PEIXOTO, Elane Ribeiro; MELLO, Márcia Metran de. Castelos de Barbie. A falsidade da arquitetura “neoclássica”. Minha Cidade, São Paulo, ano 11, n. 129.02, Vitruvius, abr. 2011 <https://vitruvius.com.br/revistas/read/minhacidade/11.129/3840>.


Edifício neoclássico em Goiânia, 2004
Foto Márcia Metran de Mello


Praça Sravisnky, Paris, 2007
Foto Aroldo Márcio Ferreira

Escultura de Henri Miller, Paris, 2010
Foto Hebert José Teixeira

 

Muita gente se vê tentada a usufruir nobreza e tradição no morar, mesmo em um pequenino dois quartos, por anúncios de edifícios “neoclássicos”. Em consequência, em muitas cidades proliferam construções estrambóticas. Na “vanguardista” capital de Goiás que costuma copiar as “modernices” de centros maiores, sem o discernimento daquilo em que se espelha, não é diferente.

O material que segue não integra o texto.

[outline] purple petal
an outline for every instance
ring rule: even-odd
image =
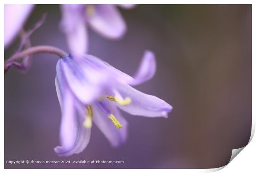
[[[58,70],[55,85],[62,112],[60,130],[62,145],[56,147],[54,150],[60,156],[69,156],[73,153],[79,153],[86,147],[90,139],[90,129],[83,127],[84,111],[81,108],[82,106],[74,100],[65,86],[61,71]],[[78,114],[76,114],[75,108]]]
[[[88,50],[88,35],[84,19],[84,6],[62,5],[61,26],[65,33],[67,43],[72,53],[84,54]]]
[[[95,7],[95,13],[88,16],[90,26],[103,37],[114,39],[122,37],[126,32],[126,26],[116,7],[109,5]]]
[[[92,105],[94,116],[92,120],[104,134],[112,147],[123,144],[127,138],[128,123],[116,107],[107,101],[103,100]],[[118,129],[108,118],[111,113],[120,122],[123,127]]]
[[[5,5],[5,47],[21,29],[33,5]]]
[[[59,60],[64,76],[72,93],[84,104],[90,103],[102,94],[110,82],[109,77],[90,65],[80,63],[80,57],[72,56]]]
[[[134,8],[136,6],[136,4],[119,4],[118,6],[126,9],[131,9]]]
[[[156,63],[155,56],[151,51],[146,51],[143,55],[140,67],[137,72],[132,77],[115,68],[106,62],[91,55],[86,55],[84,58],[98,68],[108,72],[121,82],[130,85],[142,84],[151,79],[155,73]]]
[[[57,95],[62,110],[62,121],[60,129],[61,147],[55,149],[55,152],[62,155],[66,151],[71,151],[73,148],[78,133],[73,105],[73,98],[70,91],[67,89],[62,81],[62,77],[58,76],[55,80]],[[61,90],[59,90],[59,89]],[[64,88],[64,89],[63,89]]]
[[[131,99],[128,105],[121,105],[115,103],[120,109],[130,114],[167,118],[168,113],[172,109],[172,107],[163,100],[140,92],[128,85],[120,84],[116,89],[123,97],[129,97]]]
[[[138,85],[149,80],[154,75],[156,69],[154,54],[151,51],[145,51],[140,67],[133,79],[127,81],[128,84],[130,85]]]

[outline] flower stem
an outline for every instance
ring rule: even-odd
[[[14,54],[5,61],[5,73],[8,71],[10,67],[7,65],[7,63],[19,60],[28,55],[44,53],[53,54],[57,55],[60,58],[64,58],[68,56],[68,54],[65,51],[52,46],[38,46],[31,47]]]

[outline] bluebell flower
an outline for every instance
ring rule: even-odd
[[[130,9],[133,5],[119,5]],[[126,31],[125,21],[116,5],[66,4],[61,6],[61,28],[71,52],[84,54],[88,49],[88,26],[110,39],[121,38]]]
[[[167,118],[172,107],[131,86],[150,79],[156,70],[154,54],[145,51],[133,77],[89,55],[70,54],[57,65],[56,90],[62,118],[59,156],[79,153],[89,142],[92,124],[113,147],[125,142],[126,121],[119,108],[134,115]]]

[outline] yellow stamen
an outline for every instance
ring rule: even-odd
[[[97,100],[99,101],[101,101],[104,100],[104,98],[105,98],[104,97],[104,96],[101,96],[100,97],[100,98],[99,98],[97,99]]]
[[[116,101],[116,100],[115,99],[115,97],[114,96],[110,96],[108,94],[106,94],[105,95],[107,98],[110,101]]]
[[[95,13],[95,7],[93,5],[86,5],[85,14],[88,16],[91,16]]]
[[[83,126],[85,128],[90,129],[92,127],[92,120],[87,117],[85,119],[85,120],[83,122]]]
[[[92,106],[90,105],[87,105],[87,111],[86,114],[87,117],[85,120],[83,122],[83,125],[85,128],[90,129],[92,127],[92,117],[93,117],[93,110]]]
[[[108,116],[108,118],[111,120],[111,121],[114,123],[117,129],[121,129],[122,127],[123,127],[123,126],[121,125],[119,122],[118,121],[116,118],[113,114],[110,114],[110,115]]]
[[[132,101],[132,99],[130,97],[126,97],[126,98],[123,100],[119,99],[117,97],[115,97],[115,100],[116,100],[116,101],[120,105],[129,105],[130,103],[130,102]]]
[[[127,105],[130,103],[132,99],[128,97],[126,97],[124,100],[119,99],[117,96],[113,96],[110,95],[106,94],[106,97],[110,101],[117,102],[119,105]]]

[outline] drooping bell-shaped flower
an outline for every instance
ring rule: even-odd
[[[126,9],[135,6],[119,5]],[[84,54],[87,51],[88,26],[101,36],[110,39],[121,38],[126,31],[125,21],[116,5],[66,4],[62,5],[61,9],[61,29],[66,34],[72,52]]]
[[[167,117],[172,106],[130,85],[151,79],[156,69],[154,54],[146,51],[134,77],[95,56],[70,54],[57,65],[56,90],[61,107],[60,156],[79,153],[89,142],[94,123],[114,147],[127,138],[127,122],[119,108],[130,114]]]

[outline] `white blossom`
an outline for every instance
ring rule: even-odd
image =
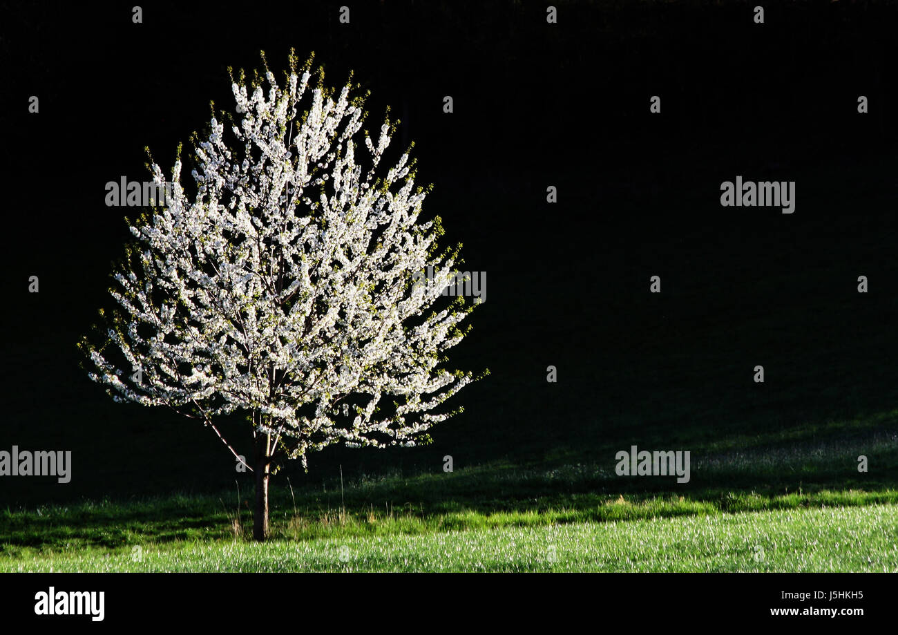
[[[453,280],[438,219],[418,220],[426,191],[408,152],[378,169],[391,124],[362,132],[348,84],[313,87],[295,68],[283,86],[263,76],[233,84],[236,119],[211,119],[192,183],[179,157],[173,199],[131,224],[107,346],[84,342],[90,376],[117,401],[209,424],[249,413],[272,459],[305,464],[341,440],[413,445],[473,379],[441,368],[471,307],[435,307]]]

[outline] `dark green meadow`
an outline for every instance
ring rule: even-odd
[[[143,30],[7,9],[0,451],[71,451],[72,480],[0,477],[0,570],[898,571],[898,7],[788,3],[760,28],[745,3],[558,4],[549,26],[537,3],[359,3],[345,29],[326,2],[158,3]],[[225,68],[293,47],[356,71],[372,129],[402,119],[424,216],[487,273],[448,366],[490,375],[429,445],[281,470],[260,545],[216,435],[113,403],[75,344],[136,211],[104,184],[145,178],[145,146],[186,154]],[[795,212],[721,207],[736,175],[794,181]],[[689,451],[689,482],[618,476],[634,445]]]
[[[839,542],[840,515],[849,515],[858,531],[885,532],[874,532],[880,537],[872,542],[861,532],[848,550],[869,551],[862,569],[895,570],[898,341],[892,324],[898,268],[887,244],[894,186],[886,177],[894,165],[863,167],[874,185],[871,170],[881,172],[879,183],[889,183],[866,190],[872,211],[863,231],[841,213],[840,196],[847,205],[847,191],[819,202],[807,200],[809,191],[798,204],[808,211],[788,219],[800,230],[784,230],[786,236],[760,234],[746,216],[744,233],[732,230],[726,241],[708,240],[713,220],[701,206],[701,220],[674,234],[643,225],[635,203],[621,198],[609,207],[633,215],[624,225],[630,234],[627,240],[591,239],[594,265],[588,270],[566,266],[563,251],[587,245],[576,234],[563,243],[560,227],[542,236],[545,266],[520,268],[520,254],[533,247],[526,244],[505,254],[507,264],[494,252],[485,264],[469,259],[489,272],[489,299],[473,313],[475,329],[453,361],[489,367],[491,375],[459,394],[465,412],[433,428],[432,445],[330,448],[310,457],[308,473],[295,467],[277,473],[271,516],[279,546],[271,549],[314,552],[298,560],[254,560],[262,556],[249,540],[251,480],[235,471],[210,430],[162,410],[108,401],[74,370],[74,347],[60,346],[55,355],[45,347],[46,358],[34,359],[33,342],[42,332],[34,324],[31,337],[17,345],[21,363],[48,369],[35,384],[52,381],[51,368],[66,380],[43,399],[11,403],[6,426],[13,433],[4,437],[23,449],[71,449],[73,479],[68,485],[49,478],[5,481],[0,569],[215,570],[218,550],[226,549],[226,569],[257,562],[265,570],[327,570],[331,562],[340,570],[348,561],[337,553],[345,542],[355,545],[353,570],[407,570],[414,567],[375,556],[385,543],[412,541],[406,549],[423,554],[415,560],[421,568],[443,570],[452,566],[427,556],[428,550],[459,533],[485,541],[478,549],[489,555],[490,541],[498,549],[521,531],[536,533],[528,540],[539,551],[550,540],[541,532],[586,532],[590,541],[607,542],[618,535],[608,527],[652,527],[662,540],[687,527],[717,535],[745,522],[760,532],[755,542],[768,544],[767,560],[756,560],[751,544],[723,540],[721,553],[700,555],[677,543],[662,560],[638,560],[629,542],[612,545],[620,560],[600,562],[590,560],[592,542],[587,549],[570,538],[568,546],[558,543],[558,553],[568,555],[556,563],[559,570],[853,570],[848,553],[825,562],[814,555],[827,541]],[[561,188],[569,190],[563,181]],[[674,191],[699,198],[688,187]],[[451,207],[456,196],[435,194],[433,206]],[[579,197],[568,197],[569,210]],[[829,213],[808,218],[816,205]],[[501,230],[489,216],[483,221],[475,239],[489,242],[482,233]],[[653,296],[648,277],[656,273],[663,287]],[[860,273],[870,279],[866,295],[856,290]],[[84,284],[100,287],[99,281]],[[67,315],[43,337],[74,341],[89,320]],[[765,367],[764,384],[753,381],[756,364]],[[548,365],[558,367],[557,384],[546,382]],[[241,437],[238,427],[224,428],[238,447],[246,442],[246,431]],[[631,445],[690,450],[691,481],[617,476],[615,454]],[[446,454],[453,460],[451,473],[443,471]],[[858,471],[861,454],[867,472]],[[651,525],[640,525],[646,522]],[[772,549],[773,532],[787,530],[797,532],[795,543]],[[798,540],[816,531],[823,532],[818,542]],[[135,560],[135,548],[146,558]],[[726,560],[727,550],[742,556]],[[483,570],[542,566],[527,565],[521,554],[488,560]]]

A título de utilidade pública, buscaremos, na medida do possível, contribuir para a compreensão do verdadeiro significado histórico e cultural do Neoclassicismo. Esse estilo nasceu na Europa no final do século XVIII e encontrou seu maior defensor em um dos primeiros historiadores da arte, o alemão Johann Winckelmann. Admirador da cultura grega, especificamente a do período clássico (séculos IV e V a.C.), publicou em 1775 um tratado que sugeria o retorno aos ideais de beleza formulados pelos gregos antigos.

A proposta de Winckelmann, resumida na busca do “belo ideal”, foi ao encontro dos anseios de seus contemporâneos, sequiosos por uma alternativa para o que consideravam os excessos do Barroco e do Rococó. Assim, o retorno à Grécia Clássica pareceu satisfazer uma vontade de racionalidade e austeridade, próprias ao Século das Luzes.

Especificamente no campo da arquitetura, o uso rigoroso das ordens gregas – dórica, jônica e coríntia – buscou a reconstituição de sistemas icônicos transformados pelos arquitetos barrocos, que desfrutavam de certa “licenciosidade” diante de regras rígidas. Os cânones gregos originais estabeleciam normas, regulamentadas nos primeiros tratados de arquitetura escritos no século V a.C., que visavam perpetuar cada sistema, na obediência das combinações de seus respectivos elementos arquitetônicos. Vale lembrar que essas combinações foram experimentadas durante séculos até atingirem, no período clássico, o refinamento suposto como a tradução da beleza eterna. Os arquitetos gregos eram ciosos a tal ponto que utilizavam meios para a correção dos efeitos de deformação ótica.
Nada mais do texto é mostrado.